Being more than an observer of justice was an interesting exercise. A charge of wounding with intent to injure carries a maximum sentence of seven years inside. So the expectation was for incarceration, but justice rarely goes the way you expect it to.
Edwards was sentenced to four months home detention. Outrageous, would be the expected response to that.
But this is how justice works.
Judge Hobbs said his starting point was a prison sentence of two years and nine months in jail. For the past four months Edwards has been on electronically monitored bail.

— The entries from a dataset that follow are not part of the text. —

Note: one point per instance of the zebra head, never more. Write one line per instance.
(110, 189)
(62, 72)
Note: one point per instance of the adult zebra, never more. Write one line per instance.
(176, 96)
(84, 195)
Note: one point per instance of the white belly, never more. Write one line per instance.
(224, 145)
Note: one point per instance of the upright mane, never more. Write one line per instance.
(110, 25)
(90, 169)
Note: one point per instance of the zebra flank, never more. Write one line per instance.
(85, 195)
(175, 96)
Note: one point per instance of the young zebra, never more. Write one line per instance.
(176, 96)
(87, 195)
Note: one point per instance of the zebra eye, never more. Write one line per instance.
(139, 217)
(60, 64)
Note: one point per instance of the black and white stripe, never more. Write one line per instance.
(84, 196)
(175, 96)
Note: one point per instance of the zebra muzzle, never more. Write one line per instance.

For that, he gets a prison credit of a month.
He's paid $3000 for reparation - a two-month prison credit (that grates: justice should not be for sale).
He pleaded guilty, saving the state the cost of a trial - a six-month credit (surely he had no choice, the attack was caught on CCTV).
That brings the sentence down to two years, which gives the judge the option of home detention.
He spent the first eight months after the stabbing in jail on remand, which would effectively be 16 months, given the time he'd be expected to serve if he actually went down for two years.
So that leaves four months, which he'll now spend at the home of a family member. There are strict conditions once he's released and he'll do 200 hours community work.
Justice?
If you're after vengeance, no.
But surely we all have to be bigger than that. We've been assured Edwards has turned his life around and if that's truly the case then justice will have been served.
"This letter is an apology to you as well as a sorry to your family as they have also suffered," Edwards wrote.
Thank God that Henry's around to receive it.